Today was beautiful. Since the health center in my village services the seven surrounding ones, waiting for the patients to come to us is certain failure, especially when it comes to the devastating, all too frequent childhood diseases. With that in mind, frequent vaccinations to the surrounding towns is key, and my village did a 3-day Polio vaccine campaign with the Relais, or community healthcare workers. I rode to Karo with Nerega to give out Polio vaccines. Karo is about 7 kilometers from my village, across rock cliffs and now empty fields, some burnt down in anxious preparation for the rainy season in a few months, and palm trees. Nerega pointed out the palms that the Christian villagers use to make "banji," palm wine that smells like gasoline but is delicious when mixed with lots of sugar. The Christians invited me to a meeting of theirs, since "all Americans are Christian" and I can't come up with a coherent explanation of Judaism that they can grasp. Still it was interesting to talk to them, a vast minority here, they are struggling to try to create a community out of this strongly Muslim village.

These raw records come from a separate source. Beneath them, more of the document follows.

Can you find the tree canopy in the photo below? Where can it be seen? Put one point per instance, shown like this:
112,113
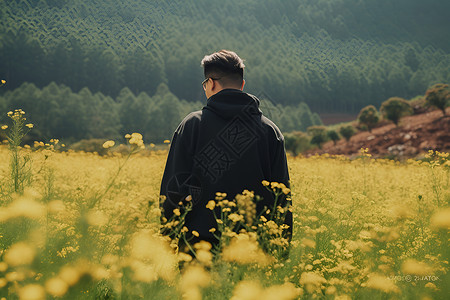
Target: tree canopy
332,55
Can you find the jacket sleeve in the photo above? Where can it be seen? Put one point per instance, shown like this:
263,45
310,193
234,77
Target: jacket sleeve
280,173
178,167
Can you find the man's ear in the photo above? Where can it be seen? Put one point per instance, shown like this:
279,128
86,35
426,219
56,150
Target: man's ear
242,86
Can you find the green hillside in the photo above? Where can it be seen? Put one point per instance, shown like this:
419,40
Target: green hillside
336,56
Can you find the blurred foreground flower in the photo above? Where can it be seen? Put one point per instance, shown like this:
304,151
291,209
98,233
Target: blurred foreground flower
135,139
23,206
381,283
441,219
160,262
20,254
32,292
250,290
108,144
244,249
194,278
414,267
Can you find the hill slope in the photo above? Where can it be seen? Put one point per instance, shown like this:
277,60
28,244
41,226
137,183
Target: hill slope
415,135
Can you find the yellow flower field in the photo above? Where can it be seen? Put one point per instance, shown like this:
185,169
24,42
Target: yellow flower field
86,226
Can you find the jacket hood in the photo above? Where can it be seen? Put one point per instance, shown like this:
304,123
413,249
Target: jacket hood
229,103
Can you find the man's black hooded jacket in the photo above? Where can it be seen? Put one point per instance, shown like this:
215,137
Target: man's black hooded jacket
227,147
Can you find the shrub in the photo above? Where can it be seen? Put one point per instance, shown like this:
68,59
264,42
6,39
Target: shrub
369,117
333,135
394,108
296,142
438,96
347,131
318,135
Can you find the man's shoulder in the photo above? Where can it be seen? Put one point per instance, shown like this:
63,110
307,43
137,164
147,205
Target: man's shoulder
272,128
192,119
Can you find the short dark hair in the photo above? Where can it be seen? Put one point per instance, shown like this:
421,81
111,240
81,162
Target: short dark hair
226,65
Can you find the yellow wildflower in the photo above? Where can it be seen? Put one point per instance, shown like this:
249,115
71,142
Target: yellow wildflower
211,205
381,283
20,254
108,144
32,292
441,219
244,249
312,281
56,287
414,267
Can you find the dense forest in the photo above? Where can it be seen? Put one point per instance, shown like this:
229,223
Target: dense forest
335,56
58,112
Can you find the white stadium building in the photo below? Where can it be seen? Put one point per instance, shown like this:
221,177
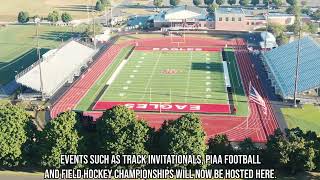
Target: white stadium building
58,67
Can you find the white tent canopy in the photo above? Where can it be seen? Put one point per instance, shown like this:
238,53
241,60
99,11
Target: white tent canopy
58,68
268,40
269,36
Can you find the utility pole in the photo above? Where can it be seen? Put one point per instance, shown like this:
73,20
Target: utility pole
297,68
94,29
37,23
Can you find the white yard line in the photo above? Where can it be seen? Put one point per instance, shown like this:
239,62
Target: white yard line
116,72
149,80
188,80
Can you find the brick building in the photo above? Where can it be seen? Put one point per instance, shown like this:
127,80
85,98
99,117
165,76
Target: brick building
235,19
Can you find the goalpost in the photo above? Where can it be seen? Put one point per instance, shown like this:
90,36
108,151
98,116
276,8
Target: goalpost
178,36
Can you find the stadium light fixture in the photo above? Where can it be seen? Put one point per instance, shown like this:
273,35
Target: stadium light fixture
267,26
37,23
297,67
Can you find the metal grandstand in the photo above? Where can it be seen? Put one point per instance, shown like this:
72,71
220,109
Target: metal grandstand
280,64
58,67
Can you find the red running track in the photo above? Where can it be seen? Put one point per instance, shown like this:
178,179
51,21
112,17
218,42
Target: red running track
256,126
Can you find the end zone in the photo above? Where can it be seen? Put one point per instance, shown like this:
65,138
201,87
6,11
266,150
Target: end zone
146,48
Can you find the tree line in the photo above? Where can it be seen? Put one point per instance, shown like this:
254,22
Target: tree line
54,16
120,132
275,3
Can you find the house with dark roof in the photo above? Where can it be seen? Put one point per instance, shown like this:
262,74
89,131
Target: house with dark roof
187,17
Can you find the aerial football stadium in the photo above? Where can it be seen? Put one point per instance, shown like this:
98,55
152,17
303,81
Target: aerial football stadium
162,78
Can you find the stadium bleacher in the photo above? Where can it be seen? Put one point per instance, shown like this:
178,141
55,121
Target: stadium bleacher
58,68
281,64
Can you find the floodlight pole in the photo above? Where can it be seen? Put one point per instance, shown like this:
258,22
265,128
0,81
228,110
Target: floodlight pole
297,69
37,23
267,26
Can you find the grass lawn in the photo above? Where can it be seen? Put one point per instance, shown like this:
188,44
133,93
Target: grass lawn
77,8
18,43
306,118
189,77
93,93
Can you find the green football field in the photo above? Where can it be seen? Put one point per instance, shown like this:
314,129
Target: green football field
159,76
192,77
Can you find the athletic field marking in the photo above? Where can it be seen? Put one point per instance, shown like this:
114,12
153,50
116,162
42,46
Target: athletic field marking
150,77
188,80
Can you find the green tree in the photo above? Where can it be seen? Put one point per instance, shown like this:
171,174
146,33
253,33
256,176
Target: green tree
255,2
316,15
99,6
282,39
174,2
244,2
291,2
208,2
196,2
277,3
266,2
53,16
220,2
247,146
311,28
232,2
23,17
291,152
212,8
183,136
89,29
13,134
66,17
59,137
157,3
120,132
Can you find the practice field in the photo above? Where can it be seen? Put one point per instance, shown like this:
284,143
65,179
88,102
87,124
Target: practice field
158,76
18,46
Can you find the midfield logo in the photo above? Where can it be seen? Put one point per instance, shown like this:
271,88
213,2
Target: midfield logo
177,49
158,106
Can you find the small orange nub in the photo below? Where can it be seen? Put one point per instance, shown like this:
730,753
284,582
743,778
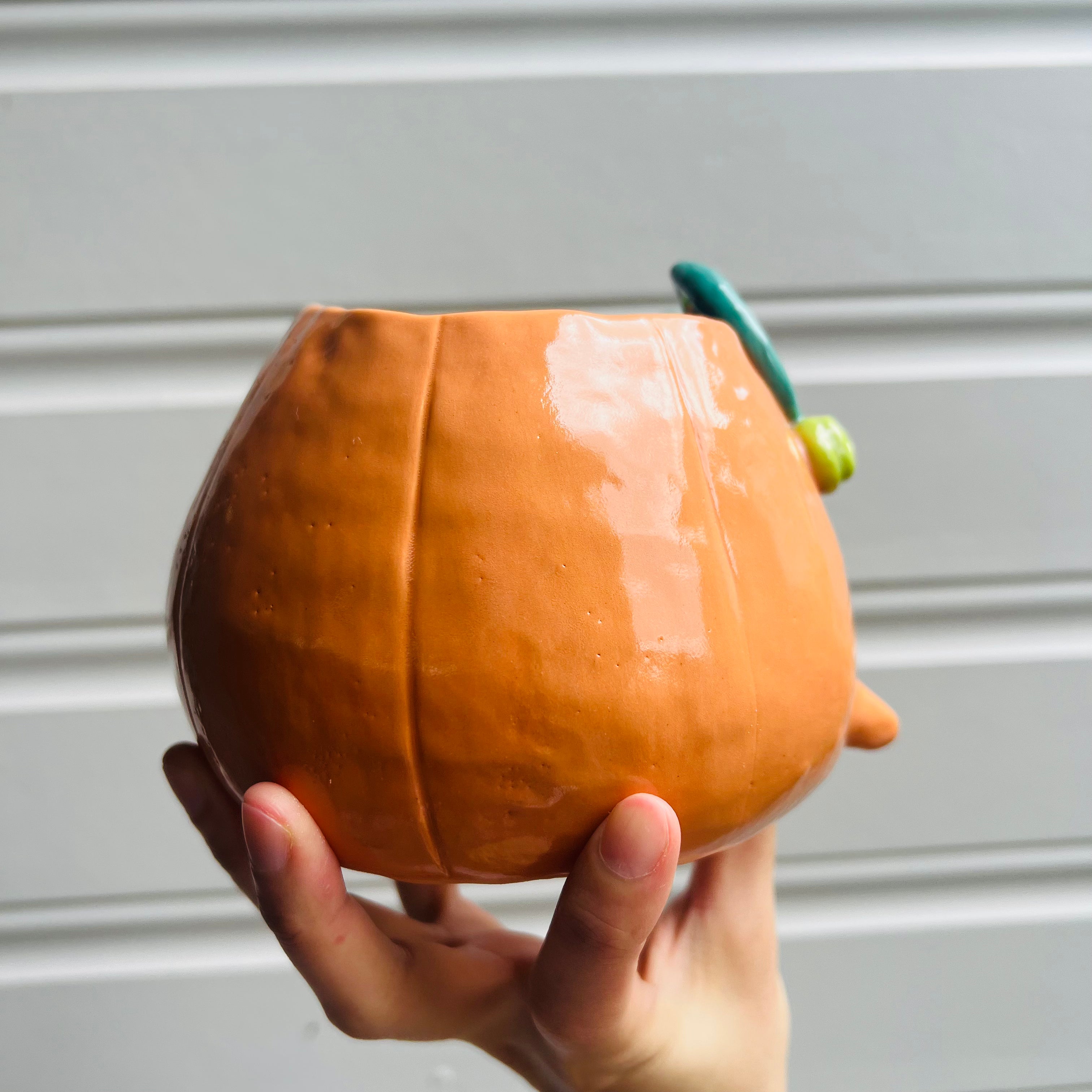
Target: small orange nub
873,722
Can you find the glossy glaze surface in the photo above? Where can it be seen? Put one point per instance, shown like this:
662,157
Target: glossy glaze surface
463,582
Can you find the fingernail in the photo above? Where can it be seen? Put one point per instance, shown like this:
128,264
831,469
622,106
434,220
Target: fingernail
268,841
634,839
189,789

Anyway, we made our way to the other side of the cliffs and there was Karo, a smaller quieter version of my village, with huts decorated with big blue flowers and stripes of red and black mud. We went from concession to concession, and gathered all the children under 5. Since they typically have no idea how old they are (birthdays are all but forgotten here), we checked to see if they were to old by having them reach over their heads to see if their arms were long enough to touch their ears. I dropped the oral vaccine into their mango sticky mouths as Nerega painted their little pinky fingers purple with a marker and drew white crosses on the doors in chalk. By the early afternoon we had vaccinated 167 children. We rested for lunch at the Chief's house and had chicken, macaroni and (of course!) mangoes. The Chief was impatient at my slow language, but then I realized that he couldn't see. I realized our language is so much more then sounds, and without the emotional cues that comes with vision I am sure I was completely incomprehensible to a blind old man. Its hard though to overcome that anger, and I become stopped up and insecure. The Chief told me how difficult it was for his people to get to the health center in my village, how women were stuck delivering on the rock cliffs on the way.
When I got back to village I hopped into a UNICEF Jeep with Oussman, the doctor and a Sage Femme, an nurse/obstetrician who was there to survey the health concerns here. We went to another village in the commune, Keniekenieko. There, I channeled Oussman's anger at the dismal healthcare there - all the sudden I saw only malnourished eyes staring quietly in their mother's bony arms, who responded with infuriating giggles at his pleading disapproval. But the worst is always the fathers, how can you not see! They look over at their children's gold tipped kwashiokor hair, acting surprised as they suck on a cigarette. Yuck. But at the end of the day, they don't know, they don't know. The protein is right in front of their faces - houses full of peanuts and fields ready to be sowed with beans, and they think that if the rice fills them up then they are doing their job.
Every Friday though I have been cooking fortified porridge with the mothers of the malnourished children, showing them how cheaply and easily they can improve nutrition with ground peanut and a little lemon or baobab juice, mashed mangoes. I go back and forth to the food groups mural I've painted, and I hope I see that light bulb go off. Some of the babies are already improving, and in general there are more and more women coming to get their babies weighed everyday.